The Department of Education will be given an extra £30 million and £28 million will be diverted to the Department of Infrastructure in the June monitoring round, which has seen a total of £175 million distributed from the central funding pot.
An extra £20 million will also be spent on developing workforce skills, primarily through the further education sector.
The extra cash for health brings to £200 million the additional funds diverted to the service above what was originally agreed in the annual Executive budget.
No departments will face cuts in the monitoring round, as the central pot is in ruder health than anticipated when the budget was struck.
Around £56 million was carried over from the last financial year; not as much welfare mitigation spending is required in 2016/17 as originally forecast; and departments have also begun to realise savings as a consequence of the civil service voluntary exit scheme.
The outcome of the monitoring round was outlined to the Assembly by Finance Minister Mairtin O Muilleoir.
Of the £175 million, £35 million will be spent on capital projects, including almost £23 million for flood prevention measures, road maintenance and investment in Waterways Ireland.
The June monitoring round has been agreed earlier than in any previous years.
"This positive monitoring round represents a determination on my part to work with ministerial colleagues to deliver a 'fresh start' not just through words - but demonstrated in deeds," said Mr O Muilleoir.
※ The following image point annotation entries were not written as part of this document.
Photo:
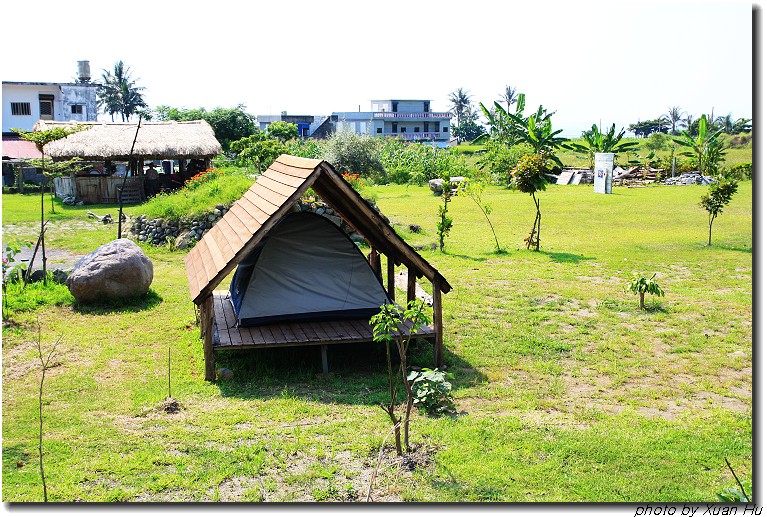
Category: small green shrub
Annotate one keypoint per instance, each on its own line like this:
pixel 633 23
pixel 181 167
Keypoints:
pixel 432 391
pixel 741 171
pixel 641 286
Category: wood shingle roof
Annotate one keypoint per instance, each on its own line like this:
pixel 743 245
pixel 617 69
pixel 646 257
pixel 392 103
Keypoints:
pixel 273 196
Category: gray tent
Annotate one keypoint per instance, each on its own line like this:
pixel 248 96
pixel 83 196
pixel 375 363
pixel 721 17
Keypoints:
pixel 305 269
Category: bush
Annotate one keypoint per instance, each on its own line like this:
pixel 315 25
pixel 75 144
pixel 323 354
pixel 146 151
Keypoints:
pixel 201 193
pixel 431 391
pixel 740 171
pixel 500 160
pixel 355 154
pixel 657 142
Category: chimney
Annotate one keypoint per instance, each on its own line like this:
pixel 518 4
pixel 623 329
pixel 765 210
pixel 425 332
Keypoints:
pixel 84 71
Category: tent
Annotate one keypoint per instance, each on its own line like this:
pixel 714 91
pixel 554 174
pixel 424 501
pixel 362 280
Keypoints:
pixel 306 269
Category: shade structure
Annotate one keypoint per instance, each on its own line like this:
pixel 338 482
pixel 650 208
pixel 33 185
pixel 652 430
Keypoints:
pixel 306 269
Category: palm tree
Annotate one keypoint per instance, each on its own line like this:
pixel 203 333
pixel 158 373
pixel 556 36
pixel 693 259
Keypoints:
pixel 461 101
pixel 509 96
pixel 118 92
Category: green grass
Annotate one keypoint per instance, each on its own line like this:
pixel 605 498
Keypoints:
pixel 566 391
pixel 201 198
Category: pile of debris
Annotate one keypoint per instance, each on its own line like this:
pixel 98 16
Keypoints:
pixel 636 176
pixel 575 177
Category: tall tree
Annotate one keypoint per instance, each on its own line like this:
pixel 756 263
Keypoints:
pixel 460 100
pixel 706 146
pixel 674 116
pixel 509 97
pixel 118 92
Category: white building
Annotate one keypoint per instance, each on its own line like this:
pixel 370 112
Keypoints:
pixel 407 119
pixel 24 103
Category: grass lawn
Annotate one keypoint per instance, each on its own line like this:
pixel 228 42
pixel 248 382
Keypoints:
pixel 565 390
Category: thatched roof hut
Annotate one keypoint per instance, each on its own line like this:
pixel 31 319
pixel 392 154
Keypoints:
pixel 155 141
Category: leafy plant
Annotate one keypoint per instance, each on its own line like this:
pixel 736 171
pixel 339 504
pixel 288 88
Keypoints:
pixel 473 190
pixel 607 142
pixel 393 324
pixel 742 494
pixel 41 139
pixel 705 146
pixel 718 196
pixel 529 176
pixel 431 391
pixel 641 285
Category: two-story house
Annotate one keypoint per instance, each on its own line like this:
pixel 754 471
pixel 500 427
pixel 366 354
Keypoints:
pixel 411 120
pixel 24 103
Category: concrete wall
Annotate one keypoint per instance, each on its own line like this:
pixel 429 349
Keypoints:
pixel 64 96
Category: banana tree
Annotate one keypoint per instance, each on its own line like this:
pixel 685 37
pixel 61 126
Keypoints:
pixel 598 142
pixel 706 146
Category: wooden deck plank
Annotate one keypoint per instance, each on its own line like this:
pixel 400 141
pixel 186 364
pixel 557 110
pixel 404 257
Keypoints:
pixel 223 330
pixel 291 333
pixel 231 322
pixel 295 330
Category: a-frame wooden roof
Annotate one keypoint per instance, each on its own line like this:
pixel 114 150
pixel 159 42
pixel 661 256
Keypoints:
pixel 272 196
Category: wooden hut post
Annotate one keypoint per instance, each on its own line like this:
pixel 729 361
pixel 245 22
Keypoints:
pixel 437 306
pixel 411 274
pixel 206 327
pixel 374 259
pixel 390 277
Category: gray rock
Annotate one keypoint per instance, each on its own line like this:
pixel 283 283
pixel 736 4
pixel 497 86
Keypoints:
pixel 224 374
pixel 118 269
pixel 185 239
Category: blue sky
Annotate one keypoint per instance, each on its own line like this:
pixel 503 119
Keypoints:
pixel 590 61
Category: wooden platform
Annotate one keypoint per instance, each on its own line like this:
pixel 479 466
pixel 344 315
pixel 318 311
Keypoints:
pixel 228 336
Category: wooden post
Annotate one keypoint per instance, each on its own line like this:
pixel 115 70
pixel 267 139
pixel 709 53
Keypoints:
pixel 390 277
pixel 324 352
pixel 437 306
pixel 374 259
pixel 206 326
pixel 411 284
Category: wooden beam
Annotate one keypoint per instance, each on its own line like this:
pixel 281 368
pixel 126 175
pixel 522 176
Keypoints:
pixel 411 276
pixel 390 277
pixel 207 318
pixel 324 352
pixel 437 306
"Despite huge pressures on budgets as a result of the Westminster austerity agenda, we have managed to bring forward a monitoring round which does not contain cuts. The allocations made in this monitoring round will deliver positive outcomes by supporting funding for key public services.
"The pressures in our health service are well documented and an additional £72 million funding will go a considerable way to help addressing these issues. It brings the total additional funding provided to health this year to £200 million and is evidence of the Executive's commitment to protecting our health service.
"It is important that we invest in education and up-skilling our workforce as we seek to grow our economy. An additional £20 million in this monitoring round will go towards supporting that skills agenda and an additional £30 million is allocated to education, which is a crucial investment in our young people."
The minister added: "This monitoring round demonstrates what can be achieved by working together, in spite of the financial constraints, and I will continue to make best endeavours to prevent the least well off from shouldering this burden."